Brex moved $200 million of its corporate funds from big banks to Silicon Valley Bank Thursday, signaling confidence and loyalty to what last Friday became the second-largest bank failure in U.S. history.
Following the Federal Deposit Insurance Corp.’s seizure of control at the bank on March 10 — a day rife with uncertainty for customers of SVB, which catered to tech startups — it decided to backstop uninsured deposits and then opened “a bridge bank,” where new and existing depositors will have full access to their funds.
The bank run, fueled by Twitter and Silicon Valley group chats, had drained $42 billion from the bank in a single day on Thursday, leading to fears of a startup “mass extinction” and market contagion.
While some depositors have moved their funds since gaining access to their SVB accounts Monday, others, bolstered by the FDIC’s deposit guarantee, have opted to stay. And others that participated in the bank run, like Peter Thiel’s Founders Fund, have opted to put their funds back into the bank.
“Silicon Valley Bank understands the unique needs and nuances of the startup community and has played an important role in driving innovation for the last 40 years,” said Brex Co-Founder and Co-CEO Henrique Dubugras. “With the unlimited FDIC insurance backstop and the criticality of the Bank to the technology ecosystem, we believe it’s safe and wise to deposit part of our funds to SVB as part of a diversification strategy.”

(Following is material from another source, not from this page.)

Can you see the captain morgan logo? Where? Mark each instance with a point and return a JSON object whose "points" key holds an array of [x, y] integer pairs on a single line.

A Brex spokesperson did not confirm if that $200 million was a new deposit or a re-deposit, but Dubugras’ loyalty to SVB is a reflection of the depth of their relationship. SVB provided Brex’s first credit facility in the company’s early days – so without SVB, there may have been no Brex, and the same can be said for other tech companies, too.
“We believe it would be hard for any other bank to support startups and the technology industry better than SVB,” Dubugras said.
Beyond its own deposits, Brex has expanded its relationship with SVB by offering its spend management tools to SVB customers; and Brex customers can transfer their own funds to SVB through Brex’s dashboard.
San Francisco-based insurtech Venteur also opted to lean into its loyalty to SVB, and CEO and founder Stacy Edgar said she felt “pretty good about the bank at the moment.”
SVB’s personal touch, she explained, is both hard to overlook and hard to abandon.
“Since Monday, we’re hearing from Silicon Valley Bank multiple times a day. They’ve always been very high touch. … There’s a human there that you always interface with and who’s coaching you, guiding you, and it’s more than a bank account in that regard for a lot of startups. It’s a mentorship relationship,” Edgar said. “And that’s still there.”
UNest, a San Francisco-based fintech focused on investing for children, did opt to withdraw its funds at SVB, but ended up shifting them to First Republic Bank, which also had a shaky week last week. Nonetheless, UNest is not planning to bail on First Republic.
Nearly a dozen of the nation’s biggest banks boosted First Republic with a $30 billion cash injection Thursday in an effort to stabilize its balance sheet after share prices plunged in the wake of other bank failures.
Bank of America, Citi, JPMorgan Chase and Wells Fargo each funneled $5 billion in uninsured deposits to the bank, while Goldman Sachs and Morgan Stanley deposited $2.5 billion each. BNY Mellon, PNC Bank, State Street, Truist and U.S. Bank each provided $1 billion to prop up the $212 billion-asset lender.
The multibank support for First Republic came just one week after UNest moved a large portion of its funds from SVB to First Republic, which it had a pre-existing relationship with.
Now, UNest Chief Operating Officer Mike Doniger said the fintech is in the process of “creating multiple options” for itself “given lessons learned from late last week and early this week, just so we have some contingencies.”
But First Republic is “a great bank,” he said. “With new news tomorrow, things may change, but we haven’t bailed on First Republic yet,” he said.
Doniger, whose banking career started at Lehman Brothers three weeks before the financial crash in 2008, said the events of the past week at SVB and First Republic opened his, and other UNest executives’ eyes, to the need to diversify deposits.
“But the fact that the Fed, the government, and other banks in the space stepped up, was definitely a relief,” he said. “It all adjusts. There will be new rules, new measures put in place, and people will learn new lessons, similar to what happened in 2008.”